Early life and World War I service
He was born on the Nova Scotia mainland, in the town of Londonderry, in 1895.  His father, J.H. Gillis, moved the family to the Industrial Cape Breton area in 1904.  J.H. Gillis worked in the coal mines and was an associate of union leader J. B. McLachlan.  Clarie, as Clarence Gillis was known, started working in the region's coal mines in 1913.  The next year, he joined the Canadian Corps and rose from private to acting lieutenant.   He suffered a head wound from shrapnel in Flanders.  He would recover enough to go back to the mines after the war.

Trade Unionist and Federal MP
The period between 1920–1940 was the time that Gillis rose through the ranks of the United Mine Workers of America (UMW) Local 26. He represented the federal riding of Cape Breton South, which included the city of Sydney, the towns of Glace Bay, New Waterford, Dominion and surrounding areas from 1940 until his defeat in the 1957 election.

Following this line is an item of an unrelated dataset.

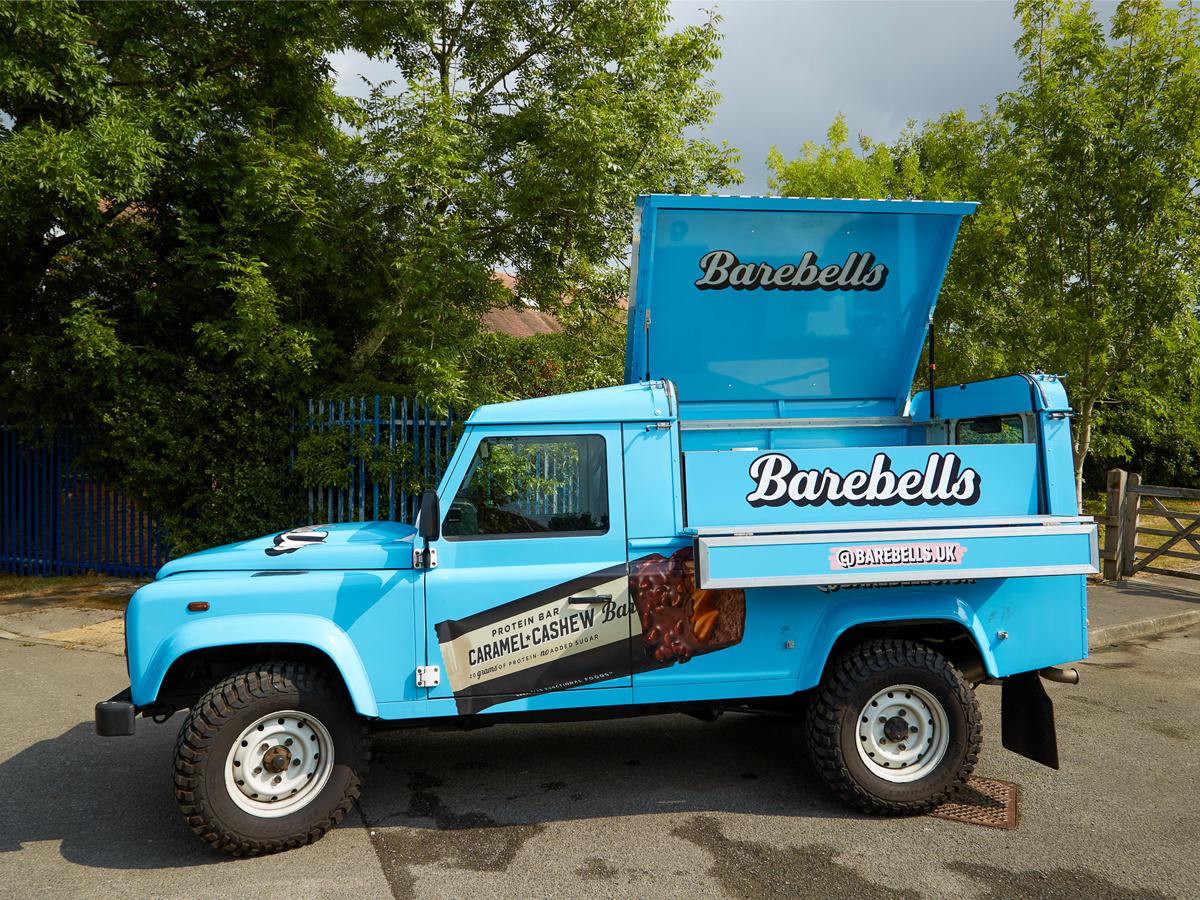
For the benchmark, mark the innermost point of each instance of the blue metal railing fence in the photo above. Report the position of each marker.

Gillis was known as a defender of the working-man, and is credited with popularizing the Mouseland political parable. In 1943, The Ottawa Citizen had an editorial that attacked Cape Breton miners for asking for more butter during wartime rationing. As Gillis pointed out in the House of Commons, Cape Breton miners had amongst the highest enlistment rates in Canada, and their families were needy, not just for butter, but just about every kind of basic food-stuff. His constant support for workers did eventually bring about changes in the latter part of World War II.

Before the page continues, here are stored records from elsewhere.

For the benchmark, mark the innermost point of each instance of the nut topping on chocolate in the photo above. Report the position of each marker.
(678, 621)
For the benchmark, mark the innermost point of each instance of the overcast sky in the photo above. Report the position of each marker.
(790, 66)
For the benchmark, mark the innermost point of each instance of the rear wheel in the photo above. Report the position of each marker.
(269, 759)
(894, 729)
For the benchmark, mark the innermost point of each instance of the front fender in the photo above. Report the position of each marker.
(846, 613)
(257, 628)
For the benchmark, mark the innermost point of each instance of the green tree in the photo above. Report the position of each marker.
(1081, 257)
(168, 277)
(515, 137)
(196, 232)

When labour unions were being attacked in Parliament, Gillis was usually the one called upon to defend them. In 1942, during the speech from the throne debate, H. A. Bruce, the Conservative Party member from Toronto's Parkdale electoral district, was a typical critic of the Canadian Congress of Labor (CCL). Parliamentarians started attacking the American Congress of Industrial Organizations (CIO), which the CCL was affiliated with, and claiming that its union members were hurting the war-effort. Gillis stood up in Parliament and actively defended the unions, reminding the Commons, that he had been a unionist for over 25-years. Scenes like this were common for Gillis during this period.

He was one of the few MPs that attacked the Canadian government's racist policies towards Japanese Canadians in the period between 1942–45.  In the House of Commons of Canada, he stated the following:

While we know that the war with Japan is a serious matter and that many atrocities have been committed by the people of that country, there is no reason why we should try to duplicate the performances of that country.

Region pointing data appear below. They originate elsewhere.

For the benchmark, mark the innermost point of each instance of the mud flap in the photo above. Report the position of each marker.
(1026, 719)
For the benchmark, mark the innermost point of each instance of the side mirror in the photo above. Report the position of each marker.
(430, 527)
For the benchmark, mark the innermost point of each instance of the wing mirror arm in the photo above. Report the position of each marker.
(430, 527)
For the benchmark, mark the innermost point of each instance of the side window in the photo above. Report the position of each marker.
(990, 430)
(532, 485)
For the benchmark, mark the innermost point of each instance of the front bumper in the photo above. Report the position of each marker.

His defence of Japanese-Canadians arose out of the July 1944 debate on whether to allow them to vote. After questioning from prime minister William Lyon Mackenzie King, Gillis pointed out that the CCF's official position is that all Canadians, especially those born in Canada, should have the full rights of that citizenship and have the franchise to vote. In the end, Liberal government ignored the CCF's pleas, and passed a law to racially restrict voting for Japanese-Canadians.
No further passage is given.